Cada vez que nos permitimos ignorar esa verdad, el ordenador se convierte en el aliado y no en el enemigo de nuestros errores conceptuales. Los que viven según las cifras pueden descubrir que las técnicas del modernismo, inspiradas en las matemáticas, han sembrado las semillas de una tecnología destructiva en la que los ordenadores se han convertido en simples sustitutos de las danzas de las serpientes, los derramamientos de sangre, las genuflexiones y las visitas a los oráculos y las brujas que caracterizaron la gestión del riesgo y la toma de decisiones en los días de antaño.
1. Pacioli es amigo de todos los lectores de este artículo. Fue él quien introdujo por primera vez una versión sistemática de la contabilidad por partida doble.
2. Pascal era un hombre apasionadamente religioso. Dejó claro que la solución matemática era solo una de las muchas formas de distribuir las apuestas, pero para los jugadores, que se habían repartido su dinero con confianza para hacer sus apuestas en el bote, el enfoque matemático era la única solución justa o moral.

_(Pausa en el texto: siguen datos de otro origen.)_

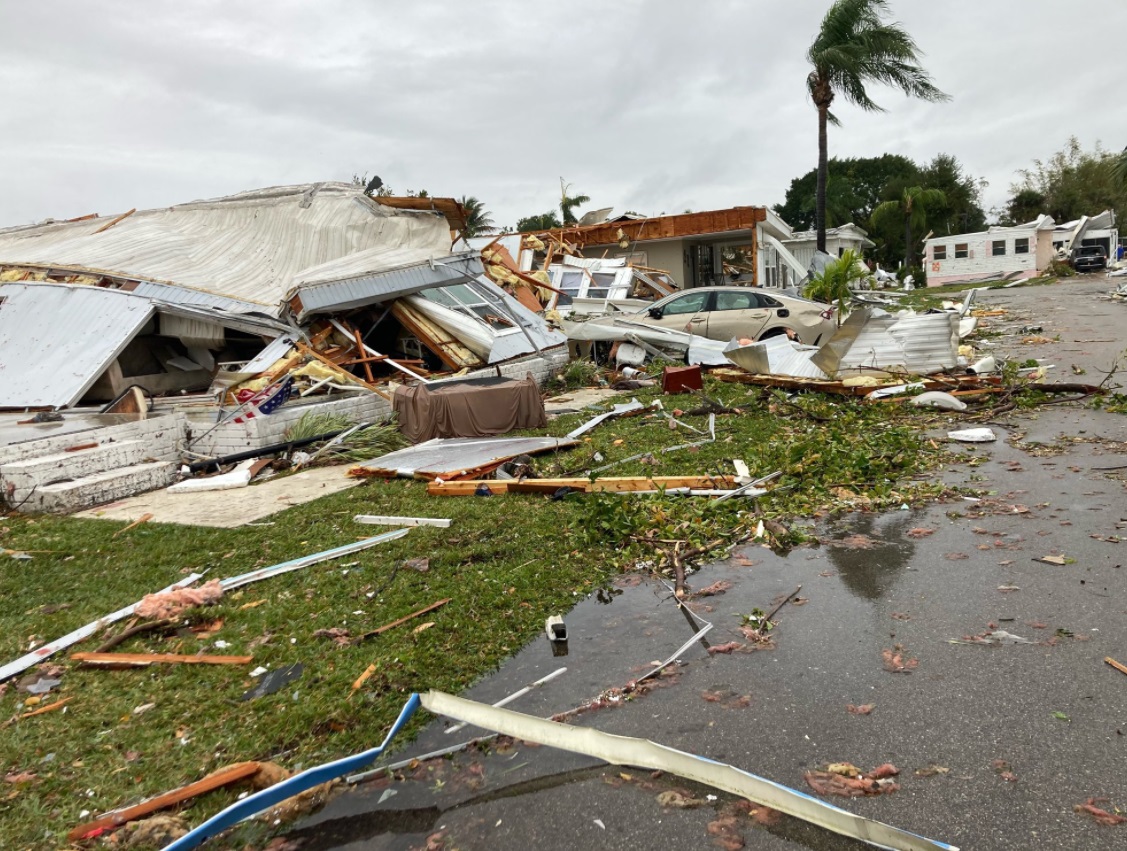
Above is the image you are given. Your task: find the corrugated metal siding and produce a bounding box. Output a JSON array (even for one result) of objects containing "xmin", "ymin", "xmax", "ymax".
[
  {"xmin": 0, "ymin": 284, "xmax": 153, "ymax": 408},
  {"xmin": 293, "ymin": 254, "xmax": 482, "ymax": 320},
  {"xmin": 0, "ymin": 184, "xmax": 450, "ymax": 307},
  {"xmin": 725, "ymin": 335, "xmax": 826, "ymax": 380},
  {"xmin": 813, "ymin": 310, "xmax": 959, "ymax": 375}
]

3. De 1871 a 1958, los rendimientos de las acciones superaron los rendimientos de los bonos en una media de 1,3 puntos porcentuales, con solo tres reversiones transitorias, de las cuales la última tuvo lugar en 1929. Hay motivos de sobra para creer que las acciones rendían más que los bonos antes de 1871, el punto de partida de los datos históricos más fiables del mercado de valores. Desde 1958, los rendimientos de los bonos han superado los rendimientos de las acciones en una media de 3,5 puntos porcentuales.